2.2 Abschlagszahlungen
Liegen keine Teilleistungen vor und werden dennoch vor Ausführung der gesamten Leistung Zahlungen geleistet ist § 13 Abs. 1 Nr. 1 Buchstabe a Satz 4 UStG zu beachten. Demnach entsteht die Steuer in den Fällen, in denen das Entgelt oder ein Teil des Entgelts (z.B. Anzahlungen, Abschlagszahlungen, Vorauszahlungen) vor Ausführung der Leistung oder Teilleistung gezahlt wird, bereits mit Ablauf des Voranmeldungszeitraums, in dem dieses vereinnahmt worden ist.
3. Ermittlung des Entgelts
Grundsätzlich richtet sich das Entgelt nach dem vereinbarten Leistungsentgelt. Bereits entrichtete Abschlagszahlungen sind hiervon abzuziehen.
3.1 Entgeltsminderung § 17 Abs. 1 Satz 1 UStG
Zahlungen des Leistungsempfängers an Dritte wie z.B. der Steuerabzug nach den §§ 48 ff. EStG oder Sicherungseinbehalte durch den Auftraggeber nach § 17 VOB/B stellen keine Entgeltsminderung i.S. des § 17 Abs. 1 Satz 1 UStG dar.

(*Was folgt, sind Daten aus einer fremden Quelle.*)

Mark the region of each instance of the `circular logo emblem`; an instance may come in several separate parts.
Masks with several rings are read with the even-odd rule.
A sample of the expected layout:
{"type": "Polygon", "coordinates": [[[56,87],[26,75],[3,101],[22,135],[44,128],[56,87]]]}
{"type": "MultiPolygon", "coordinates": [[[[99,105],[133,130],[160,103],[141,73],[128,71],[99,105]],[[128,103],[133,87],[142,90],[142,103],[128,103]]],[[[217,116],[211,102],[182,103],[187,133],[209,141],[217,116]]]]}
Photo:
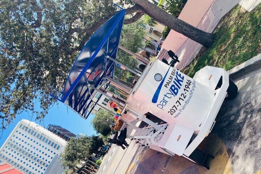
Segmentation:
{"type": "Polygon", "coordinates": [[[162,76],[160,74],[158,73],[155,74],[154,76],[154,79],[156,81],[160,81],[162,79],[162,76]]]}

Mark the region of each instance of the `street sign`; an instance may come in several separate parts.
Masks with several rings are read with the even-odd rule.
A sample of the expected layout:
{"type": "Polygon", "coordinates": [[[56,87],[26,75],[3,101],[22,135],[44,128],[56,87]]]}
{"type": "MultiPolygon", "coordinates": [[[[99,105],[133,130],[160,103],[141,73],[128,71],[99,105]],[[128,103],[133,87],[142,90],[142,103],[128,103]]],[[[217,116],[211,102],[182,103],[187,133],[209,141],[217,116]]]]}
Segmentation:
{"type": "Polygon", "coordinates": [[[110,106],[112,108],[114,108],[117,106],[117,103],[114,102],[111,102],[110,103],[110,106]]]}
{"type": "Polygon", "coordinates": [[[124,67],[123,66],[122,66],[121,65],[120,65],[118,63],[117,63],[116,64],[116,66],[117,66],[117,67],[119,67],[119,68],[121,68],[121,69],[122,69],[123,70],[126,70],[126,68],[125,67],[124,67]]]}

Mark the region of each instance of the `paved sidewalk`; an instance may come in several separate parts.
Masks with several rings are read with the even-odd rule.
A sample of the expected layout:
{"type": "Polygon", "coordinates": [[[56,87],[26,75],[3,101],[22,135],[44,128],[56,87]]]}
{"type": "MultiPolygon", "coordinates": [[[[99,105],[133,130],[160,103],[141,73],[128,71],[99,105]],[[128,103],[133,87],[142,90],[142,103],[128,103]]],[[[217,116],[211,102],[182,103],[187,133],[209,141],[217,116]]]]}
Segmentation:
{"type": "MultiPolygon", "coordinates": [[[[221,18],[237,4],[239,4],[250,11],[260,2],[261,0],[215,0],[196,26],[205,31],[212,33],[221,18]]],[[[167,52],[171,49],[175,52],[180,59],[180,62],[177,64],[177,67],[182,69],[192,61],[202,47],[202,45],[199,44],[171,30],[162,46],[163,49],[162,49],[159,58],[160,60],[163,58],[170,59],[171,58],[167,52]],[[180,38],[182,38],[182,39],[180,39],[180,38]],[[180,40],[179,42],[183,42],[181,46],[179,45],[180,44],[173,44],[173,41],[178,39],[180,40]],[[184,40],[186,41],[184,42],[184,40]]]]}

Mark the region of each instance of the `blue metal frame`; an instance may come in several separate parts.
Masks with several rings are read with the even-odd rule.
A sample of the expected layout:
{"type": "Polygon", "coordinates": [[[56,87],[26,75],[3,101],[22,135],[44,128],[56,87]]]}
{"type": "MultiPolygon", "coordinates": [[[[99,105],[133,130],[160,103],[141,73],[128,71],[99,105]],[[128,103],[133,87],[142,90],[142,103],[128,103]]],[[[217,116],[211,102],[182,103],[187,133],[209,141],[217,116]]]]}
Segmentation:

Zu den Sicherungseinbehalten durch den Auftraggeber hat der BFH mit seinem Urteil vom 24.10.2013, Az. V R 31/12, entgegen der Verwaltungsauffassung entschieden, dass ein der Sollbesteuerung unterliegender Unternehmer, der seinen Entgeltanspruch aufgrund eines vertraglichen Einbehalts zur Absicherung von Gewährleistungsansprüchen über einen Zeitraum von zwei bis fünf Jahren nicht verwirklichen kann, unter ganz bestimmten Voraussetzungen berechtigt ist, bereits im Voranmeldungszeitraum der Leistungserbringung die umsatzsteuerrechtliche Bemessungsgrundlage wegen Uneinbringlichkeit nach § 17 Abs. 2 Nr. 1 UStG zu berichtigen. Für die Berichtigung reiche es aus, wenn es zur Uneinbringlichkeit deshalb komme, weil keine Bankbürgschaft gestellt werden kann. Der BFH hat zur Klärung dieser Frage das Verfahren an das Finanzgericht Münster (15 K 326/14 U) zurückverwiesen. Gegen das hierzu ergangene Urteil ist eine Nichtzulassungsbeschwerde beim BFH (V B 111/14) anhängig. Sollten sich Bauunternehmer auf das o.a. Urteil berufen und nachweisen können, dass sie die Gewährleistungsansprüche ihres Auftraggebers nicht durch eine Bankbürgschaft absichern können, ist Kontakt mit St 113 aufzunehmen.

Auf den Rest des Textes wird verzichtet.